Intercepts LLM requests to inject real-time data from 3 search providers (SerpAPI, Brave, Google PSE), Knowledge Graph data, weather, and sports scores before the model sees the prompt. Standalone /v1/search API serves cloud AI proxies too.

Hybrid Voice Pipeline

Custom-built pipeline with Kokoro neural TTS (quality) and Piper (speed/fallback). 10-stage text normalization strips markdown, code blocks, think tokens, and HTML before synthesis. 10 voices, 24kHz output.

Zero-Docker Architecture

Running natively on macOS for maximum resource efficiency and direct Metal GPU access. All 13 services managed by kaizen.sh with health monitoring — no container overhead.


Single-Node Architecture

Powered by Ollama v0.17.5 running natively on macOS with Metal GPU acceleration.

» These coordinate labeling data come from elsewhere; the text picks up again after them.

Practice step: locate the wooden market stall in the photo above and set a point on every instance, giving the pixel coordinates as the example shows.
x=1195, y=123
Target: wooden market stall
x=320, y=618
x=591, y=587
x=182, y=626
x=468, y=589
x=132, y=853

Mac Studio M3 Ultra | 512GB Unified Memory | 80-Core GPU | 819 GB/s Bandwidth

max:voice 42.9 tok/s | max:deep 17.6 tok/s | max:think 17.5 tok/s

Native Metal inference with zero container overhead — the model has direct access to all 80 GPU cores and 512GB of unified memory.